È l’ora della prima messa. La chiesa è addobbata a festa: lunghi drappeggi rossi coi bordi d’oro avvolgono la navata centrale, su su fino all’altare maggiore.

Fuori due scoiattoli in pantaloni corti e cinturone si arrampicano su una scala lunga e poi sui rami dei pini perché c’è sempre un maledetto filo di lampadine colorate che va in corto. Sotto lo sguardo severo e vigile di papà “Totonno aparatore” Raffaele e Franchetiello lo stanno sistemando perché stasera per la processione tutto deve funzionare a dovere.

Un attimo prima del suono della campanella adiacente alla Sagrestia che annuncia l’inizio della funzione, entra, come tutti gli anni un uomo (mi dicono di Minori) con una fascia nera sulla manica della giacca.

A te che hai già indossato tonaca nera e cotta bianca da chierichetto ti viene spontaneo un dubbio: – o è in lutto perpetuo o tutti gli anni, all’inizio dell’estate, gli muore qualcuno – ma Don Ciccio Camera ti induce a muoverti e ti riservi l’approfondimento per dopo la messa.

Macché, finita la celebrazione, ogni domanda annega come d’incanto nella crema pasticciera delle paste che il parroco ha fatto arrivare dal bar vicino e, inoltre, devi prepararti per la messa solenne col Vescovo delle dieci e mezza, quella interminabile nella quale sei chiamato al compito di curatore della carbonella del turibolo affidato al chierichetto più anziano e il cui incenso inonderà di lì a poco le navate romaniche della nostra cattedrale.

Intanto è arrivata la banda, da ieri a Ravello, Conversano, Squinzano, Gioia del Colle? Comunque pugliese: marcia d’esordio e poi Mosè quando Sua Eccellenza benedicente sale le scale della chiesa accolto dal Mastro della Festa in completo scuro e cravatta in tinta.
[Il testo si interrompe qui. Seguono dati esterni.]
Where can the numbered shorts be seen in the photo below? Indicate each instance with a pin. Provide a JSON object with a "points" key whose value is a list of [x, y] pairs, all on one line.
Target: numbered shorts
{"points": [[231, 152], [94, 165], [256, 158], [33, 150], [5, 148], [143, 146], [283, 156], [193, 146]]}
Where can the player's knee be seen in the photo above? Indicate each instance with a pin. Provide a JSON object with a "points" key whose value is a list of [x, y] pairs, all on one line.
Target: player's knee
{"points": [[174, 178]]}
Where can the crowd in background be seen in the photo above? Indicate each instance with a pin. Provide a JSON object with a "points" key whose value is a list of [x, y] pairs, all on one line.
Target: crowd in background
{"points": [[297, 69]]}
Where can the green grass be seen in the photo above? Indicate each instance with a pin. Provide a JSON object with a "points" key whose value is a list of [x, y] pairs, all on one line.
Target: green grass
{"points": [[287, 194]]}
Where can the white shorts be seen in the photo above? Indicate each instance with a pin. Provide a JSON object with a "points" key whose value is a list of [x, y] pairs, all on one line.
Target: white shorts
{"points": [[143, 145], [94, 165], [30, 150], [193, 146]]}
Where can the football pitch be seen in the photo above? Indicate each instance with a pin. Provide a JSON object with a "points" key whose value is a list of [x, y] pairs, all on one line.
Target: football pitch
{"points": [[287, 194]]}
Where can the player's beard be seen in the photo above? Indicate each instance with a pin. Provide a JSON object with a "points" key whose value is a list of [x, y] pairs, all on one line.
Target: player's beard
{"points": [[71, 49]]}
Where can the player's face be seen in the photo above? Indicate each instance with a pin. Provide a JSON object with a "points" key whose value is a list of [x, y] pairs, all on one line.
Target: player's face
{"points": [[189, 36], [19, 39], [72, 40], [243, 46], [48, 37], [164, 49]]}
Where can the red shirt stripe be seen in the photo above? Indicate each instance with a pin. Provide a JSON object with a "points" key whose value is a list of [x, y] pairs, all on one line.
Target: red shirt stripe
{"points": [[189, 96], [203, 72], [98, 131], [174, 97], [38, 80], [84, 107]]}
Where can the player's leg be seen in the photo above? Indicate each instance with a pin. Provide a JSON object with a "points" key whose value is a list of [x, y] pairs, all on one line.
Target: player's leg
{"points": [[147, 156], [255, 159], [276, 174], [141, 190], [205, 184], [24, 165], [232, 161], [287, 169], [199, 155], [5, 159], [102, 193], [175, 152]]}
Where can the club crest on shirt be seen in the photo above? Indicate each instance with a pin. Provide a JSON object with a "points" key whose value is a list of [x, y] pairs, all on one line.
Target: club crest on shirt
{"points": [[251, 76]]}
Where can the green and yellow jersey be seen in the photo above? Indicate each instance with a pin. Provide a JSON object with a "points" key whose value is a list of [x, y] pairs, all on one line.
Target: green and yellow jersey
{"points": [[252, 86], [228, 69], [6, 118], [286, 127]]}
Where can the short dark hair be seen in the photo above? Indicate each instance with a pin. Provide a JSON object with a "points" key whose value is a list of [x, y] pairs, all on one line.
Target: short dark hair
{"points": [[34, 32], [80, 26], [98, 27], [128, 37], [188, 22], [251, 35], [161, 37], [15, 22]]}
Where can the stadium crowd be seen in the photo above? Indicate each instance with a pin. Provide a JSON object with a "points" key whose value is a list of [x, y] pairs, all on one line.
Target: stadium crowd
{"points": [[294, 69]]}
La sera poi, processione per le vie del Paese, Qua Qua con la sua isola del tesoro sotto i cipressi di Villa Rufolo anch’essa piena di luci, la bancarella di torrone, ” ‘o pere e ‘o musso” sconsigliato agli ipertesi per la quantità industriale di sale, il venditore di palloncini, il cocomero a fette dietro al Torrione.

I fuochi artificiali alla fine della processione, il Musichiere Italiano del premiato concerto bandistico e a mezzanotte, quando mamme scriteriate trattengono i loro pargoletti assonnati e piagnucolosi, quelli finali normalmente più lunghi e più pirotecnici.

Il rito della spesa alle bancarelle di giocattoli è stato compiuto con relativa crisi di identità perché papà pur di non comprarti il fucile o il mitra colorato, ti ha preso una cucina attrezzata di tutto, hai fatto qualche tentativo andato a vuoto di centrare il bersaglio al tiro a segno e, infine, ti sei fatto il segno della Croce al suono della Campana grande che annuncia, ahimè, la conclusione della festa.

Basterà il ricordo quest’anno quando niente (o quasi ) di questo ci sarà?

Si che basterà! Nella cappella della navata sinistra, dietro una grata secolare ci sarà sempre un’ampolla che ci richiama alla vera essenza della Festa di San Pantaleone, quella che conforta i nostri cuori induriti, che sana le ferite di ogni giorno, che aiuta a superare debolezze e crisi, che ci indica una strada e ci offre speranza.

In fondo, insieme al sangue che si liquefa, questo è il miracolo atteso da noi ravellesi.

Da sempre. Poi verrà ancora una volta un giorno, un 27 di luglio che i nostri nipoti torneranno a comprare giocattoli di latta alle bancarelle, bastoncini di zucchero filato, ad incantarsi davanti ad una luminaria o ad una carcassa luminosa, e a perdersi con lo sguardo dietro ad un palloncino colorato che immancabilmente gli sfuggirà di mano.